As shown in fig. 7, the internal funds-transfer cost pricing training model 3 includes: a characteristic value data importing unit 31, a machine learning unit 32, and a result data transmitting unit 33.
The characteristic value data importing unit 31 includes importing training samples and characteristic value data as the internal funds transfer cost pricing training model 3 according to the training results of the asset liability configuration training module 2.
Machine learning unit 32: by multiple linear regression supporting the vector machine regression (SVR) algorithm, by giving a new input sample x, it is deduced from the given data sample what its corresponding output Y is, which is a real number. Regression problems can be described in mathematical language as:
a given set of data samples is { (x) i ,y i )|x i ∈R n ,y i E R, i=1, 2,3. Find R n The last function f (x), a regression equation is derived to infer the y value for any x input with y=f (x).

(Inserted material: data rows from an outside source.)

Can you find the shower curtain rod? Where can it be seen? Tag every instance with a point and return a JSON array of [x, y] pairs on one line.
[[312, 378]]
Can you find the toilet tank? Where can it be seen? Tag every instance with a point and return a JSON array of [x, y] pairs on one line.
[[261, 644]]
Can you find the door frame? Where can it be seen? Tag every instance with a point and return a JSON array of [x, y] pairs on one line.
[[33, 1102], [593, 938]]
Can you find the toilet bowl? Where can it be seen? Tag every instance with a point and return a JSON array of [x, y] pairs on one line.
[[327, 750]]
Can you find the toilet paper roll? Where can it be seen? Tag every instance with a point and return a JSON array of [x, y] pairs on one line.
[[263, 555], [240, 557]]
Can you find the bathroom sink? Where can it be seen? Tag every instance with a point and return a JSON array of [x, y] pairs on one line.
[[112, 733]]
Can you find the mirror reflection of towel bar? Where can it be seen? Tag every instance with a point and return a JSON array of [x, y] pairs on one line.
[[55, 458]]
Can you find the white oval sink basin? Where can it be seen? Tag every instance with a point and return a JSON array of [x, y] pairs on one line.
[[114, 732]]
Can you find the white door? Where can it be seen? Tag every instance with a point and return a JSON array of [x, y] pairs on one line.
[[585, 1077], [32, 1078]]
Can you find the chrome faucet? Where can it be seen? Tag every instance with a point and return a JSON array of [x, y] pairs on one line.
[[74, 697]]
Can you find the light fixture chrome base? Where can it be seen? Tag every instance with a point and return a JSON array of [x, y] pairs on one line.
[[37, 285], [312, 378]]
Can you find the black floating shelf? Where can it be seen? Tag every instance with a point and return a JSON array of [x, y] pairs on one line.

The y value of the machine learning training result is that the internal fund transfer cost pricing of each deadline code corresponding to each business currency in the re-pricing deadline mode; and pricing the internal funds transfer cost of each deadline code corresponding to each business currency in the residual deadline mode.
The specific implementation is as follows: period M internal funds transfer cost pricing y = period M asset VS period 1 liability configuration amount x period 1 interest rate + period M asset VS period 2 liability configuration amount x period 2 interest rate + period M asset VS period 3 liability configuration amount x period 3 interest rate.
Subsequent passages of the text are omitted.